Totality at switch statements
Brian Goetz
brian.goetz at oracle.com
Sun Jun 19 13:42:25 UTC 2022
> I haven't played with switch expressions, but I think of them kind of
> like this but much more performant...
>
> int y = x == 0 ? 0 : x == 1 ? 2 : x == 2 ? 4 : x == 3 ? 6;
I encourage you to broaden how you think of this. Yes, they might be
more performant (though they might not be -- a good compiler can chew
this up too), but that is is both a secondary, and a dependent,
benefit. The alternative is:
int y = switch (x) {
case 0 -> 0;
case 1 -> 2;
case 2 -> 4;
default -> 6;
}
which I'm sure everyone finds more readable.

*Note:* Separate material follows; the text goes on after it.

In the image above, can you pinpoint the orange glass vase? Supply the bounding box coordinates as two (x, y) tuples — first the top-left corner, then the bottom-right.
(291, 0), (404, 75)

The primary benefit is that you are using a simpler, more constrained
concept. A chain of ternaries or if-else can have arbitrary and
unrelated predicates, and offers less opportunity for exhaustiveness
checking. It involves unneeded repetition ("x == <something>") which is
a place for errors to hide in. The fact that each predicate in the
chain above is of the form `x == <something>` is neither mandated nor
checked nor even obvious at first glance; this makes it harder to read
and more error-prone; you could easily fumble this for "z == 2" and it
would be hard to notice. Whereras a switch has a distinguished operand;
you are saying "this operand should match one of these cases", and
readers know it will match *exactly* one of those cases. That is a more
constrained statement, and by using a more specialized tool, you can
make the calculation more readable and less error-prone.
The performance benefit, if there is one, comes from the fact that you
have performed a semantic "strength reduction", which is potentially
more optimizable. But that's a totally dependent benefit, one which
flows from having written more clear, specific code in the first place.